因为曾所在世界的影响,所以程晨难得向别人真心释放善意,这破天荒的一回还被拒绝了,这让程晨有些不爽,但看在对方明显有些意识不清醒的情况,也不跟安乐多计较,但语气里的冷漠和对安乐的称呼,明显可以看出来程晨的心情。
“程……晨?”语气一瞬间软下去,安乐的意识有一瞬间的恢复,抬起眸,透过发丝看到一张俊秀的脸,只是看向她的眼,有些泛冷。
多像啊,曾经她就是在这般的冷眼中一步步走向灭亡的,她没有一天不想当一个好妻子,好女儿,但是,却从来没有人给她这个机会。
清醒的时间并不长,情绪却还没有下去,下一秒眼前又开始模糊,只剩下那双冷眼“我不要,走开。
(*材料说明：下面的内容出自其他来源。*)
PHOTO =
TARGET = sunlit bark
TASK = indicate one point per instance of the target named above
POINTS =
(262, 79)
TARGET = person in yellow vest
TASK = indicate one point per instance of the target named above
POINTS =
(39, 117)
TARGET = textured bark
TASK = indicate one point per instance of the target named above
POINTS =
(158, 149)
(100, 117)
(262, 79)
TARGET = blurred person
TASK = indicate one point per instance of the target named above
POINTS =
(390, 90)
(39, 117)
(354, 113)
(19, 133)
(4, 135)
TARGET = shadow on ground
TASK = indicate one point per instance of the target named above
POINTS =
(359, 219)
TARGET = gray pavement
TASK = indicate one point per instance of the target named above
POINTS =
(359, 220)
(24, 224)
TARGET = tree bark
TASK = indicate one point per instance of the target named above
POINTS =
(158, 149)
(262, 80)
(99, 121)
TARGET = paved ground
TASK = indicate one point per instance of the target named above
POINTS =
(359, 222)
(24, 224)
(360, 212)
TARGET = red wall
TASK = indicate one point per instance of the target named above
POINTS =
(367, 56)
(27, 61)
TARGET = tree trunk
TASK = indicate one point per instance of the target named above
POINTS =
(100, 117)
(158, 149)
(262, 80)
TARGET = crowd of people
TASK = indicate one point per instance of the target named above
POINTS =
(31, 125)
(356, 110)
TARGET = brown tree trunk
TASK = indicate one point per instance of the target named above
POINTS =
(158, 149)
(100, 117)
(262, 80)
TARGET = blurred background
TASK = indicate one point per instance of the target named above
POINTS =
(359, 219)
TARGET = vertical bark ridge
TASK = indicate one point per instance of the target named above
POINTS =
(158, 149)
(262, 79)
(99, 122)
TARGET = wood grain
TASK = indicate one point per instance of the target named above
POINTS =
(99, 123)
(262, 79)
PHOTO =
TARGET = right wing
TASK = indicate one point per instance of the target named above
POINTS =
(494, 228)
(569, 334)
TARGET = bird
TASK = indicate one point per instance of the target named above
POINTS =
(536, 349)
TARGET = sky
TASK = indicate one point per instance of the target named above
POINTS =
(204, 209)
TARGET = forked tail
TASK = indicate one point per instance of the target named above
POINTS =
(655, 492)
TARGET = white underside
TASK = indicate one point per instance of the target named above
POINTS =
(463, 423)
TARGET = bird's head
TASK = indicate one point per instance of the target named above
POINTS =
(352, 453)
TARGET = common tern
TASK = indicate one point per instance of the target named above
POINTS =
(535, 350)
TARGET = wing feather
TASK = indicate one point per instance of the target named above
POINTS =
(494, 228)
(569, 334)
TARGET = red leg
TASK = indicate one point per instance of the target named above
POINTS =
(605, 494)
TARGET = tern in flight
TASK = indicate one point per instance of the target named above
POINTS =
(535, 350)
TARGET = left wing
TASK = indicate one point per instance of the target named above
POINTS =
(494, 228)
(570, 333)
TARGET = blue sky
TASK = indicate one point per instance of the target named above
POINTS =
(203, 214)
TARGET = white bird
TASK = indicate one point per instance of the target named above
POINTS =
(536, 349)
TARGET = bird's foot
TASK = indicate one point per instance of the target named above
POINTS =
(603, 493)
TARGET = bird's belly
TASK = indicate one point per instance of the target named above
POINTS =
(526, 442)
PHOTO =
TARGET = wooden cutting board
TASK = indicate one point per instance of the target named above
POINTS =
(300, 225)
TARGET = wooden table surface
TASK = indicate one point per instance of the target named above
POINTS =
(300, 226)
”下意识反抗,但脑仁一阵阵的疼,身体的虚弱,让语气有些软软的。
听到这般的话,程晨一下子笑了,方才升起的冷意忽的消散,真是,她和一个病人较什么劲,指不定现在的安乐把她当成谁了,但程晨自问自己是不可能让对方这般抵触的。
这样一想,程晨也就释然了,行吧!今天就当她做好事了。
但目前对方这般抗拒的模样实在让程晨有些头疼,看着小凳子上的温水,又看了看手中的药,再次软下性子。
“安乐姐姐,清醒些,我是程晨,吃药好不好,你生病了。”再次伸手将安乐脸上的发拂开,这次安乐却没有阻止。
方才的动作已经将她为数不多的力气耗光了,听不清耳边那嗡嗡的声音在说什么。
如同陷在火山之中,无力的挣扎却没有丝毫作用,明明闭上了眼,却觉得眼前有什么光影流转,整个人开始不断下沉,下沉,就好像要这般下沉到地狱里去一般。
已经很久没有,体验到这般无力的感觉了。
自重活一世后。
呵,真是久违。
心中悲凉还未升起,身体却被一道轻柔的力带起来,沉浮间陷入了一处温暖,带着些许馨香,然后下一秒唇边便有湿润感传来。
“乖些,张嘴喝水。”丝丝柔和蕴含在言语中,轻灵的声音,忍不住让人沉溺进去。
不知是真的渴极,还是那声音太温柔,缓缓启唇,然后没过一会儿,便汩汩清泉流入口中,如同在炎日里天降甘露,那么清凉的感觉,让人重新活过来一般。
但喝着喝着,总觉得这水有些渐渐泛苦,到最后竟变成让人难以下咽的苦,顿时闭唇不再继续喝下去,然后将头转向一边。
“不喝了。”软软的声音,虚弱中有些撒娇的意味。
看着安乐柔美的一张脸渐渐皱在一起,没有强迫,拿开杯子,杯底还残留着些许白色粉状的东西,不知道这退烧药这么喂下去有没有效果,再看了看深埋怀中的人,轻笑一声“生病的样子,似乎比平时顺眼。”
放下水杯,再次伸手摸向安乐的额头,触手的嫩滑肌肤有些微烫,但似乎比方才要稍稍好些,也许是喝了水的缘故,降下了温。
没过一会儿,怀里的人渐渐安稳下来。
轻轻的将人放下来,从床上起身,将被子盖好,一时间也不知道是去是留,想了半天,去洗手间打了一盆水,然后将毛巾打湿,细细的擦拭着安乐的脸和双手。
直到额头的温度明显有些下降之后,再次出了一趟门。
夜幕降临,天很快暗沉下来,安乐只觉得自己好像做了一个很长的梦,在黑暗里几经沉浮才渐渐清醒过来。
淡淡的橘黄灯光并不刺眼,不远处有纸张翻动的声音传来,眼前的黄光渐渐清晰,变成一座小台灯。
灯下的人,表情专注的看着木桌上的类似笔记本一样的东西,明眸皓齿,模样长得颇为俊秀。
察觉到有视线放在身上,程晨下意识的回头。
也不知道是不是灯光的原因,安乐只觉得在这略显昏暗的环境里,那灯下回头的人,眼里好像含着光芒万丈,看向她的那双眸,明亮中带着温柔和喜悦。